Yes I know the what it means to be a hijabi wearing sister who has to fend off so much from so many different angles; I see it everyday. Being a girl ain’t, easy, being a chaste, practicing girl is even harder, and yes the masjid should be a place of solace, comfort and spiritual contentment.
But praying together is not the solution in these days…
I do not know what is wrong with you, in Mecca we have to pray together anyways … but I don’t think this is what the sister is asking for she wants equal access in Mosques and why should she not voice out, she is hijacking the issue as a sister before other people can hijack the issue from us. BTW sisters, I am a male muslims from a muslim country a support your endeavours, Allah is always with the righteous and the ones who fights against the zalimin!
MECCA is not the local masjid jummah namaz! Okay ?
If you can read correctly I did not say that the the grand mosque of mecca is the same as other mosques.
then why use the exception as a justification?
Nobody said that women and men need to pray together! They just need equal space as the men. Would you rather they suffer because liberals will get a hold of it as you say because if you do not care about your sisters who suffer discrimination for wearing hijab and also at the mosque which is supposed to be a safe haven for us then u aren’t a very good muslim
I agree with and I feel ya! Nobody want to live in a world where there is so much injustice against the most decent women left. More women come to halqass and masjids anyway, yet they still get the ugly treatment.

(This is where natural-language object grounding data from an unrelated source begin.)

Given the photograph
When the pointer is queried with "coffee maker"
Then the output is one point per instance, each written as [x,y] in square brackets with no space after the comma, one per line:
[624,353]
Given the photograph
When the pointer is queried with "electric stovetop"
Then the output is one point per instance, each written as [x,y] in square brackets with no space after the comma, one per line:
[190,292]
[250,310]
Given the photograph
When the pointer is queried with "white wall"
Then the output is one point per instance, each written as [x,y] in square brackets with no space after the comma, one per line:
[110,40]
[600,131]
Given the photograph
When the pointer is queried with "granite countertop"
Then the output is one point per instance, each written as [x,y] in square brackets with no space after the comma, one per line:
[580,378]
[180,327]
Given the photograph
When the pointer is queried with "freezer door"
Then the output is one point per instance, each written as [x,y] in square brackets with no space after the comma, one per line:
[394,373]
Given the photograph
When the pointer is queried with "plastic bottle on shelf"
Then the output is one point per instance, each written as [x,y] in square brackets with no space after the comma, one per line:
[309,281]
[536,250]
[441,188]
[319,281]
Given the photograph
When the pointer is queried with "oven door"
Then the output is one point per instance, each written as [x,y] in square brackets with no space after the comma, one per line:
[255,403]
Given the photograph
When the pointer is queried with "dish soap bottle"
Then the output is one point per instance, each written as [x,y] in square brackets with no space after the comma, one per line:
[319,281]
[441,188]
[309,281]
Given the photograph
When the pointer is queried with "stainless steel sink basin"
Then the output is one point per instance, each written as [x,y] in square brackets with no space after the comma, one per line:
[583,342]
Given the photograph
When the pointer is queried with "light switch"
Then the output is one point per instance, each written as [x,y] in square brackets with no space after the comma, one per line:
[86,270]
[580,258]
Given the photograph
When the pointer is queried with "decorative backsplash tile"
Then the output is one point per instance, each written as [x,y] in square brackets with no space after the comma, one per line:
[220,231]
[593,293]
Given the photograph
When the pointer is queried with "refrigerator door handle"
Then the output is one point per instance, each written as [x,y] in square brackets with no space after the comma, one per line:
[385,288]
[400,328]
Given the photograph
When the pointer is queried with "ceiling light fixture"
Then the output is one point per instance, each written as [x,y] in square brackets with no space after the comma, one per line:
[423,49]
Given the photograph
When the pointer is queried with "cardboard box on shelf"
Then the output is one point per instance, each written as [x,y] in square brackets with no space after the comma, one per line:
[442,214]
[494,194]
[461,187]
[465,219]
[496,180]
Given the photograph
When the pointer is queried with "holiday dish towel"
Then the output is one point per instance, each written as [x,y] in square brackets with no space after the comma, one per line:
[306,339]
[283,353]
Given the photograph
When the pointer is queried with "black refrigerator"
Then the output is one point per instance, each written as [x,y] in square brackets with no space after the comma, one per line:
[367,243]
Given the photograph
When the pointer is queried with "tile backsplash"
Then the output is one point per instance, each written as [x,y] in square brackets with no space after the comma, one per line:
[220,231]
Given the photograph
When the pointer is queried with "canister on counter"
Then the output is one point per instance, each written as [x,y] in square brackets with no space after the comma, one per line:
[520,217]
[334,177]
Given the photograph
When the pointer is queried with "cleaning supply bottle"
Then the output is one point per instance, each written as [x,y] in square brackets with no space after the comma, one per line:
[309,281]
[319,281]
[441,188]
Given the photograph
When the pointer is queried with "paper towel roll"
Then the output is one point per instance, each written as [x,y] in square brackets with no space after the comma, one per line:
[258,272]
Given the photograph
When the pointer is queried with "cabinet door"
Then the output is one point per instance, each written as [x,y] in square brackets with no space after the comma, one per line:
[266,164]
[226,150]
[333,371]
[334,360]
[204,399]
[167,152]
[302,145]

Honestly I think when this aunty uncle generation hits the retirement beaches, there will be changes. And look at this way, when you have children of your own, you will institute a different form of mentality than before, yeah ?
And don’t think you wearing the hijab goes unnoticed, sister, either by compassionate folks in this word, and the your Raab in the next…
i agree with you 100% right hurr, but we must be segregated from men because our Lord, the Most Wise, commands it. there are authentic hadith indicating that the women had a separate entrance from the men, the Prophet never used their door.
you talk of rectifying our muslim women communities’ conditions. Why then do you not consider the case our fellow niqabi sisters? will they not be able to pray in peace and take off their face veil, like how they’re supposed to (when praying)? you talk of looking at situations from other points of view, why not take the niqabi’s?
the best thing to do is let your concerns be known to the imam, the sole decision maker of the community (who should be following the correct, Sunnah way), and then put your trust in Allah.
Remember! if the men of our communities are truly deliberately oppressing us, then Allah will answer your duas! “there is nothing standing between the oppressor and the dua of the oppressed” In that case, you have the upper hand!!
Be patient oh fellow muslimahs, because indeed Allah is with the truly patient.
😉 Salams~
Thank you! I totally feel you sister.